Facts that provide evidence of the degree of control and independence fall into three categories:

Behavioral: Does the company control or have the right to control what the worker does and how the worker does his or her job?

Financial: Are the business aspects of the worker’s job controlled by the payer? (these include things like how worker is paid, whether expenses are reimbursed, who provides tools/supplies, etc.)

Type of Relationship: Are there written contracts or employee type benefits (i.e. pension plan, insurance, vacation pay, etc.)? Will the relationship continue and is the work performed a key aspect of the business?

Businesses must weigh all these factors when determining whether a worker is an employee or independent contractor.
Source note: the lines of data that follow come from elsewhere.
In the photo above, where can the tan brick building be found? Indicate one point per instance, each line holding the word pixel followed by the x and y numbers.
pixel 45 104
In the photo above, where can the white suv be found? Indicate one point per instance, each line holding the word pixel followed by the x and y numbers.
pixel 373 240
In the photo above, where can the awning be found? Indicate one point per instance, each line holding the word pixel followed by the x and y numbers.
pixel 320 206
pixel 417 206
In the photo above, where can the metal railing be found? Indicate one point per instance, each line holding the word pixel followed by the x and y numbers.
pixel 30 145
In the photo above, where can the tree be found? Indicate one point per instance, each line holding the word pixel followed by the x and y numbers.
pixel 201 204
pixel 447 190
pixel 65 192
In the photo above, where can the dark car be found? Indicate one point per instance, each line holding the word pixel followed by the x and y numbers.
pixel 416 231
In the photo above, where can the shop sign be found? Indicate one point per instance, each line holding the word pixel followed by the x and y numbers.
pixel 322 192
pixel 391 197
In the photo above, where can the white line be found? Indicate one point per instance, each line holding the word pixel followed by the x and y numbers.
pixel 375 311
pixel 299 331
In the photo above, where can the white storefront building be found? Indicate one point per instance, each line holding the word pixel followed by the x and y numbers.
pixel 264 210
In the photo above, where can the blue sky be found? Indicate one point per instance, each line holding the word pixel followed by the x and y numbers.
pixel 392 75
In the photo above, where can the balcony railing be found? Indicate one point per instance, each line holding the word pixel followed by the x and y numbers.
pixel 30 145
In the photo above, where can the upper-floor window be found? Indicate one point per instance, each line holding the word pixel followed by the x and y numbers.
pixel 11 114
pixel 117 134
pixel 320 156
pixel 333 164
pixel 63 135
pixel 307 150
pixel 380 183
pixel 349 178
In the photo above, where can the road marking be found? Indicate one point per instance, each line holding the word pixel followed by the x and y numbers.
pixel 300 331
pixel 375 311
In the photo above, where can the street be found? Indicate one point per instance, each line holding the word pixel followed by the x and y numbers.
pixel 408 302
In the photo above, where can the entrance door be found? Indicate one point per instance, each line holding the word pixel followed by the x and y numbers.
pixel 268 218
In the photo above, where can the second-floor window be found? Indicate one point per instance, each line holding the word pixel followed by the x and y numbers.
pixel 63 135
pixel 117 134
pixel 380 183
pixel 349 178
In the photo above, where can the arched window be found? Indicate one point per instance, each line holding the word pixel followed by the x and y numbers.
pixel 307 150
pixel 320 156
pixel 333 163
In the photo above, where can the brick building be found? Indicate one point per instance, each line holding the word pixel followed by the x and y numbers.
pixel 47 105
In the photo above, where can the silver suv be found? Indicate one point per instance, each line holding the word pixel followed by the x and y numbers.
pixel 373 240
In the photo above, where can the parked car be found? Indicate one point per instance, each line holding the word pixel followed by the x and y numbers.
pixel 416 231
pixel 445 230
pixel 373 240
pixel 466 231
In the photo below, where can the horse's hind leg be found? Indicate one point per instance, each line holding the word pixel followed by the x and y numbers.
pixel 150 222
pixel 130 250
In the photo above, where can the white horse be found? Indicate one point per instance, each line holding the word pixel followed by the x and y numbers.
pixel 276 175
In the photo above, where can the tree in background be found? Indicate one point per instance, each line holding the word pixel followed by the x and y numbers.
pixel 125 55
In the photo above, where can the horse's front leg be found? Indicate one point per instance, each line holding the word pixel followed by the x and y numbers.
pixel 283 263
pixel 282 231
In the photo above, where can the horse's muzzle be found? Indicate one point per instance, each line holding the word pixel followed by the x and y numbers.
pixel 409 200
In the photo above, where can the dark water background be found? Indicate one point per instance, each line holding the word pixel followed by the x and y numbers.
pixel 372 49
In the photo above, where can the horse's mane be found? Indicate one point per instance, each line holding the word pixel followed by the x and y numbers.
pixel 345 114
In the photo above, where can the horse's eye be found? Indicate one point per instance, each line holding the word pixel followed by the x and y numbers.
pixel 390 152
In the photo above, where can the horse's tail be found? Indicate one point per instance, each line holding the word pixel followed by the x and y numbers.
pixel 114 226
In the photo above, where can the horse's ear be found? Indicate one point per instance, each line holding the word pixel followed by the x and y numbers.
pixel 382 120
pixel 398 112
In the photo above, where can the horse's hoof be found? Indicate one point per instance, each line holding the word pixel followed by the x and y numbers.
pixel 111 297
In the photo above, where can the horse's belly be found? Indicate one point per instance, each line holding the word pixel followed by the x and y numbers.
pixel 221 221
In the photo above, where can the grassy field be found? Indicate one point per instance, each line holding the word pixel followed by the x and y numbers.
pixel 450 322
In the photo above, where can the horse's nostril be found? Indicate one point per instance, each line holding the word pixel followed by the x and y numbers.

Some factors may indicate that the worker is an employee, while other factors indicate that the worker is an independent contractor. There is no “magic” or set number of factors that “makes” the worker an employee or an independent contractor, and no one factor stands alone in making this determination. Also, factors which are relevant in one situation may not be relevant in another.

The keys are to look at the entire relationship, consider the degree or extent of the right to direct and control, and finally, to document each of the factors used in coming up with the determination.

Is it clear now? Look again at the bolded text above. The IRS is admitting that the answer might not be clear. Have no fear, they offer a solution. Fill out form SS-8, send it to your regional IRS office, and you will have an answer back. But when? As a business owner, every day somebody is not selling is a day I'm losing money.

OK, fine. I'm OK with hiring somebody as an employee, but how do I do it so I can establish a commission based compensation package and still conform to minimum wage laws. No problem, I'll just search for "Minimum Wage" on the IRS website. First returned link titled, "Increase in Federal Minimum Wage Will Not Reduce 45B Credit." That is nice to know, but not at all relevant for what I am looking for. Next one "Credit for Portion of Employer Social Security Paid with Respect to Employee Cash Tips (IRC 45 B Credit)" is equally useless. In fact, there is nothing on the entire first page of search results that will even tell me what the minimum wage is, let alone whether it would apply to a commissioned sales employee.

I give up. Maybe I'll call my accountant or a tax attorney. Wait a minute. Is there a lobbying group for accountants and attorneys? What do they think of the Fair Tax, or Flat Tax, or anything else that would simplify the tax code? Maybe I should just give up my fight, both as a business owner and a tax reformist.